The recordings of the analyzed interviews totaled 17 hr (practitioners) and 11.5 hr (male users)—in medium, almost 64 min of interview with each doctor and 46 min with each male user. All the interviews were done by the first author. No practitioners in the five participant services refused to be interviewed yet two other services on the suburbs were excluded because of trouble reaching or interviewing the practitioners.
Three services (two in the capital and one in the suburbs) selected 22 men for the authors to call. During the first semester of 2015, nine men in the capital and eight in the suburbs were interviewed. One man from each city was eventually excluded, one wrongly selected and other with mental health issues that compromised the interview. Three users were unavailable, one refused to be interviewed by the researcher (and not his doctor, as he expected), and the last was excluded after saturation. No participant from either group abandoned the interview before its end.

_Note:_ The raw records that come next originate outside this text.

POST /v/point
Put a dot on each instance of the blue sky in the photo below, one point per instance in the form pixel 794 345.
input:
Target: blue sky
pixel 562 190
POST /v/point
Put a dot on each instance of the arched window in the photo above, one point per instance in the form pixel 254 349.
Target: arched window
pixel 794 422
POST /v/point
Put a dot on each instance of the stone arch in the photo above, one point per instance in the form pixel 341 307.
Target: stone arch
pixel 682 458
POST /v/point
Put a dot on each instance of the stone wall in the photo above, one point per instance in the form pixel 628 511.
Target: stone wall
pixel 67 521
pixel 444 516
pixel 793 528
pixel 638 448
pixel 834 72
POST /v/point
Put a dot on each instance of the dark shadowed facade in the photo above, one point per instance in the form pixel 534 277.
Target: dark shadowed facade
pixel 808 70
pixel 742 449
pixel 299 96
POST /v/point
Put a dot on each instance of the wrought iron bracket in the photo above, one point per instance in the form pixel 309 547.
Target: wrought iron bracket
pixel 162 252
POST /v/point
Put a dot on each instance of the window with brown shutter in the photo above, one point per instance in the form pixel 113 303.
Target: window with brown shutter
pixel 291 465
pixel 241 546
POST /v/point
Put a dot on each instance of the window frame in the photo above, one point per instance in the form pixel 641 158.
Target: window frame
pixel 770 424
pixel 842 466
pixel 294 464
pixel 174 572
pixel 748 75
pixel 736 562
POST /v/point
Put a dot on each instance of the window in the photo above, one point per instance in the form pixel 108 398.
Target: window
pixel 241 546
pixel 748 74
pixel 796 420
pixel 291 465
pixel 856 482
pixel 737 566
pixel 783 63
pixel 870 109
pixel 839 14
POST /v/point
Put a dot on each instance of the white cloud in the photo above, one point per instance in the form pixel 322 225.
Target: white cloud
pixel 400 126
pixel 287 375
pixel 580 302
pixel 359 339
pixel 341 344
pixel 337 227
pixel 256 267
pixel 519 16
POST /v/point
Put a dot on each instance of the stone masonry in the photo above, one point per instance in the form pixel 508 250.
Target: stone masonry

The five participating services were observed with the help of a specific script and with recordings in a field diary. Each service was visited at least two entire periods (morning, since before service opens and afternoon, till after service closes) plus many visits for presenting the research and conducting interviews. All observations were made by the first author. Besides watching the ambience and relations between users and doctors (with each other and themselves), it was possible to talk to users in general and different professionals, not only doctors. This provided much information about the services and contributed to the interviews and their interpretation.
Analysis
The interviews were transcribed and the transcriptions were checked for fidelity and subjected to content analysis (Bardin, 1996). The main steps of content analysis were:
Exhaustive reading of empirical data from interviews and observations, separately;
Shaping of empiric analysis categories, considering the themes we expected to explore and those which arose from the data produced;
First synthesis of each group of data;
Analysis of this synthesis based on the theoretical references (gender and the construction of masculinities as well as the notions of comprehensiveness and medicalization) and on other studies about ED; and
Final synthesis articulating the empirical material (interviews with users and practitioners and field observation) and literature regarding the themes and theoretical references.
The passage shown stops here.